Computer Engineering and Applications ›› 2018, Vol. 54 ›› Issue (12): 138-145.DOI: 10.3778/j.issn.1002-8331.1710-0034

Previous Articles     Next Articles

Density peaks clustering method based on density dichotomy

XU Chaoyang1, LIN Yaohai2, ZHANG Ping1   

  1. 1.School of Information Engineering, Putian University, Putian, Fujian 351100, China
    2.College of Computer and Information Sciences, Fujian Agriculture and Forestry University, Fuzhou 350002, China
  • Online:2018-06-15 Published:2018-07-03

基于密度二分法的密度峰值聚类方法

许朝阳1,林耀海2,张  萍1   

  1. 1.莆田学院 信息工程学院,福建 莆田 351100
    2.福建农林大学 计算机与信息学院,福州 350002

Abstract: Density Peaks Clustering(DPC) is a famous cluster algorithm for various data, regardless of their shapes or features. It has been widely studied and applied to solve problems in many fields in recent years. However, its clustering effect is reduced when the densities of the cluster centers differ greatly, or there are many peaks of density in a certain cluster. To address it, a density peaks clustering method based on density dichotomies is proposed. Firstly, the global average density of each point is obtained and the data are divided into two groups according to high density and low density. Secondly, it identifies the clustering centers according to the decision diagram of high density points and then merges the clustering centers if it is within reachable distance. Finally, the high density points and the low density points are assigned to the appropriate clustering centers according to the strategy proposed in this paper. Experiments on several synthetic and real datasets show that the clustering results of the proposed algorithm are better than those of existing DPC algorithms.

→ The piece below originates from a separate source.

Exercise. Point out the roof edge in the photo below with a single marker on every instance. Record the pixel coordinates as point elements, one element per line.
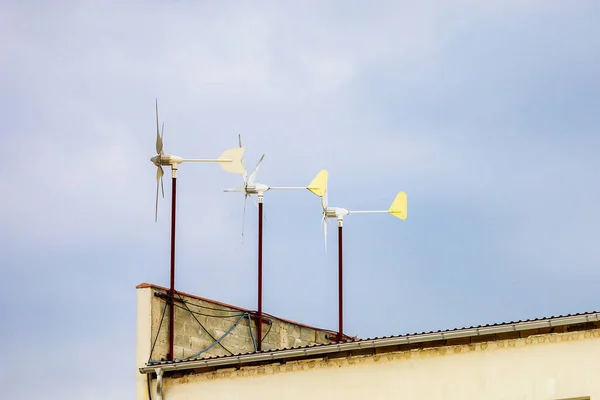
<point>153,286</point>
<point>319,350</point>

Key words: Density Peaks Clustering(DPC), density dichotomy, decision diagram, high density points

摘要: 密度峰值聚类(DPC)方法能够快速地对数据进行聚类,而不管它们的形状和包含它们的空间的维数,近年来得到广泛研究和应用。然而,当各个聚类中心的密度的差异较大,或者同一个类中包含多个密度中心时,DPC计算效果受到影响。针对于此,提出了基于密度二分法的密度峰值聚类方法。首先,求出全部数据平均密度,将数据分为高密度点和低密度点,然后,根据高密度的点的决策图识别出聚类中心后,根据是否存在可达距离的数据点对同类的聚类中心实现合并。最后,根据提出的分配策略,使高密度点和低密度点都分配到合适的聚类中心,从而实现聚类。在多个合成及实际数据集上的实验表明,该方法的聚类效果明显优于已有的DPC方法。

关键词: 密度峰值聚类, 密度二分法, 决策图, 高密度点